2. Description of Related Art
LEDs have been available since the early 1960's. Because of their relatively high light-emitting efficiency, LED usage has increased in popularity in a variety of applications, such as residential, traffic, commercial, and industrial settings. In such applications, for sufficient light output, a plurality of LED modules is incorporated in a housing which supports mounting of the LED modules thereon, and also as a heat sink dissipating heat generated by the LED modules to an atmosphere ambient. Generally, most conventional LED modules are silicon printed circuit boards with multiple LEDs fixed thereon.
Recently, there has been proposed an LED module substituting a metal printed circuit board for the conventional board, to improve heat dissipation therefrom, thereby allowing increased density of arrangement of the LEDs on the printed circuit board, thus enhancing overall light output per LED module. The metal printed circuit board requires electrical insulation from the LEDs, preventing electrical communication therebetween. Among the many attempts at insulating the metal printed circuit board from the LEDs, one example thereof sequentially forms a first insulating layer, an electrically conductive layer, and a second insulating layer on the metal printed circuit board.

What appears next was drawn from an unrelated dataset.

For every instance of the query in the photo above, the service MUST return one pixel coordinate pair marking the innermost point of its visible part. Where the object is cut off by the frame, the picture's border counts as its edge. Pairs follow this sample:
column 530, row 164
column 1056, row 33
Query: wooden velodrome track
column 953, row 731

The first insulating layer insulates the metal printed circuit board from the electrically conductive layer, which is directly connected to electrode leads of the LEDs, supplying current thereto, the second insulating layer overlays the electrically conductive layer to prevent contact between the electrically conductive layer and other electrical terminals, which may disturb normal operation of the LEDs if in electrical connection with the electrically conductive layer. A plurality of screws with insulating washers sleeved thereon extends through the metal printed circuit board to thereby attach the LED modules to the housing.

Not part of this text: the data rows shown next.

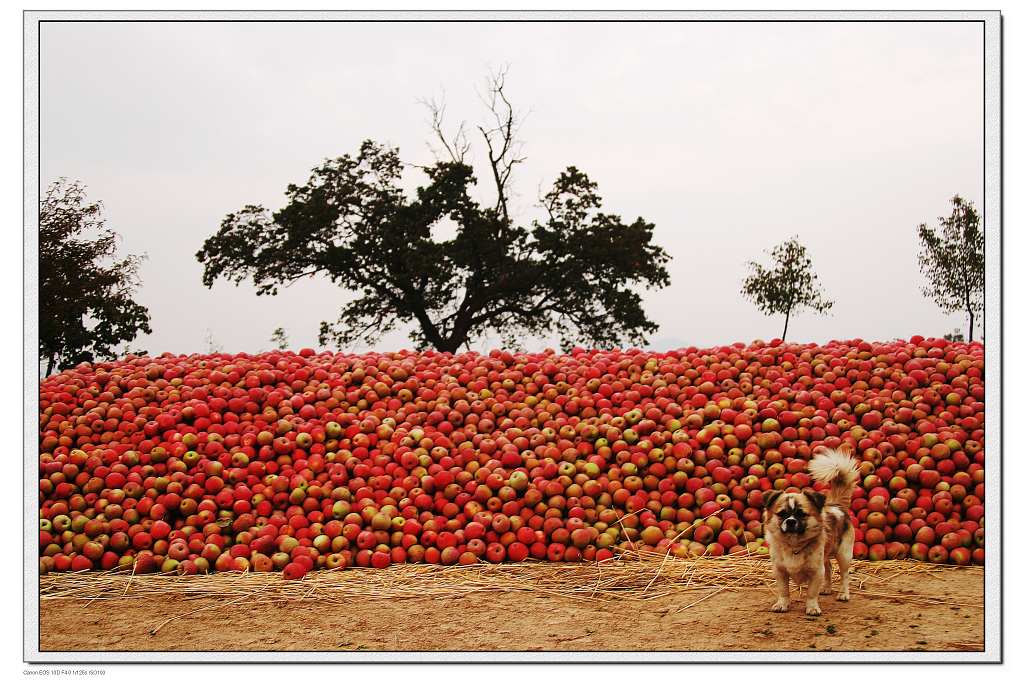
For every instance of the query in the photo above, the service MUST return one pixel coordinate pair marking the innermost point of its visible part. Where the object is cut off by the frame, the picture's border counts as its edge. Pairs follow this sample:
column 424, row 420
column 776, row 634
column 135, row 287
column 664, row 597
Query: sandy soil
column 711, row 619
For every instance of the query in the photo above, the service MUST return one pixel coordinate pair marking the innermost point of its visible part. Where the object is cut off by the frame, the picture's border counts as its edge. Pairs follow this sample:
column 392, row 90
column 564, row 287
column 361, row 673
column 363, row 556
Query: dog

When the LED module is tested under a high voltage value by a testing device for determining electrical parameters thereof, or after being utilized for a long period as a light source in an LED lamp, there arises a probability that static electricity may be unexpectedly generated on an external surface of the second insulating layer. Since the washers, often of electrically insulating plastic material, are present between the screws and the external surface of the second insulating layer, the external surface of the second insulating layer can be substantially insulated from the screws. The static electricity on the external surface of the second insulating layer cannot be evacuated by the screws to ground, but will remain and accumulate gradually. A significant electrostatic discharge (ESD) may therefore occur in the LED module when accumulated static electricity reaches a critical value, and current may flow into the LEDs from the electrostatic discharge, resulting in malfunction or damage to the LEDs.
What is needed, therefore, is a method for mounting an LED module on a support which can overcome the described limitations.